Friday, February 3, 2012

Template Design


In this tutorial I will introduce the concept of modular design of web templates. This is a way to create easily adaptable and maintainable web templates from simple ones right up to the most complex.
A website template is a framework for a website containing the code for web pages, graphic elements and a styling template. Most people think of a template in terms of it's visual appearance but this is really the theme.
The two main parts of a template are the content management code and the theme. These should be kept separate so that the theme can easily be changed without affecting the structure. For example, the styles should be defined in an external style sheet and not embedded in the HTML code of the pages.
The structure of a website will be defined by a set of templates. It is good practise to make the templates modular rather than having page templates containing all the code for each page. This allows site-wide changes to be easily applied. For example, the footer may be mostly identical between pages.
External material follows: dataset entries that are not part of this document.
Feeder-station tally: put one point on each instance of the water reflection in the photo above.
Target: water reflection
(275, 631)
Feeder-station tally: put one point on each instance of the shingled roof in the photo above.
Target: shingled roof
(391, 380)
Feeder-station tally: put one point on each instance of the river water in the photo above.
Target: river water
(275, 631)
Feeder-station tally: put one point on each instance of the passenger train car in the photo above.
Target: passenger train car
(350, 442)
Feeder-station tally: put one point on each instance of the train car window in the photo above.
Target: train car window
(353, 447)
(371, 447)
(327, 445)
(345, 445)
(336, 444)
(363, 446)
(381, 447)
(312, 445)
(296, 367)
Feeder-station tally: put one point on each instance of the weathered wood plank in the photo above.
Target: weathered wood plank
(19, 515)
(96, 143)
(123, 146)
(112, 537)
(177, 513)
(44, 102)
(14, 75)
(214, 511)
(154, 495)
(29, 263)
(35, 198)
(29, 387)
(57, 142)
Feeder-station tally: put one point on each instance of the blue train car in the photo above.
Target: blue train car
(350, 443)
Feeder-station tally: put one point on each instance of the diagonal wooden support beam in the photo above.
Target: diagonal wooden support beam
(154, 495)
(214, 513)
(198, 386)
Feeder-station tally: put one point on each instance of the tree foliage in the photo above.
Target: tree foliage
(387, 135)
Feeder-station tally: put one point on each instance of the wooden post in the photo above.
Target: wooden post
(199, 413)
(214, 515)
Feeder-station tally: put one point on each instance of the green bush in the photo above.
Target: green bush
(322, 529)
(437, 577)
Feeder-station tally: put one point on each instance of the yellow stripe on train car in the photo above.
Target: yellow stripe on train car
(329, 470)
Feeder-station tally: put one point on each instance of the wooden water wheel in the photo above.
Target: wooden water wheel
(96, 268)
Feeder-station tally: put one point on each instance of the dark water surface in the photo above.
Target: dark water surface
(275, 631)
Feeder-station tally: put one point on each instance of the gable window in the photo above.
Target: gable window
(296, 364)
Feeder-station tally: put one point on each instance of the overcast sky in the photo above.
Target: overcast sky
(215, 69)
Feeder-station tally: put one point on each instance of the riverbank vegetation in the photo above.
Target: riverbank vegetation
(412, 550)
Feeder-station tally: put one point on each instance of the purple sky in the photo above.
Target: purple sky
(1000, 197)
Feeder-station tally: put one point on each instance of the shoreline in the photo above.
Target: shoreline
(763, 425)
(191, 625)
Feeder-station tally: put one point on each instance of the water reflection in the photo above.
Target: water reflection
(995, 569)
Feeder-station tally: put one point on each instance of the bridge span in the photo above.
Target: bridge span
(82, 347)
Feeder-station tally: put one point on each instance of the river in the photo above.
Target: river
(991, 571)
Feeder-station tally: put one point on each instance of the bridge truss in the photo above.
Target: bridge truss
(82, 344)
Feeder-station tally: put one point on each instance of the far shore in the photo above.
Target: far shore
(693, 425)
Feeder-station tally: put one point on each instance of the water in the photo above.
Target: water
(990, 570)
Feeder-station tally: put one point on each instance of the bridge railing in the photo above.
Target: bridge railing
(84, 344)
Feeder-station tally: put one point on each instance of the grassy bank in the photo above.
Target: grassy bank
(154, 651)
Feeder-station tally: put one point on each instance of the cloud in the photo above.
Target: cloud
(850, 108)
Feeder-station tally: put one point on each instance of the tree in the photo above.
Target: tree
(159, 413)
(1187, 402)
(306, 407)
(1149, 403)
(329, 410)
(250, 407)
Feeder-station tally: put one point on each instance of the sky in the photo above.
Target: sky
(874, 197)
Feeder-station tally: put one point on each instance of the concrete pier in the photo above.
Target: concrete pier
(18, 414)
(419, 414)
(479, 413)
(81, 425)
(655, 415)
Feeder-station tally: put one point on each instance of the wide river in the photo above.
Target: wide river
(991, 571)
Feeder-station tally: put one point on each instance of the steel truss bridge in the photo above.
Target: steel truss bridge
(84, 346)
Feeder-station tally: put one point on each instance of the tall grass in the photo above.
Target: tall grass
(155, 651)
We might divide a page template into a header, content, sidebar and footer where these are in separate files. The content will change most between pages, so rather than having a content file, we include the content into a page file which pulls in the individual template files and defines the unique features of that page.
The unique features of a page will be the title, description and article content. We can define these at the start of the page template with say PHP code to set the value of variables that are used by the other templates such as the header template. Then we assemble the page by including the required templates and inserting the content.
If we directly insert the content, we will create a new page template for each page of the site. But this is fine since we are not duplicating the header, footer and sidebar.
To reduce the number of page templates, we can store our content in a database and use a page ID to identify which page content to insert. This ID is usually appended to our URLs of the website. If we do this, we are creating what is known as a Content Management System (CMS).
Where the theme is likely to be changed often or people are encouraged to design new themes, a separate directory can be created to hold the various themes. A read me file could be included to credit the designer, or this information could be added to the start of the style sheet as a comment section.
For this to work, we now need to create master page templates that pull in the templates from the current theme. The master page templates will power the site. The code that these templates use is best kept in separate files in say an includes directory.
In summary I have covered the concepts of modular website template creation from the simple to a complex CMS.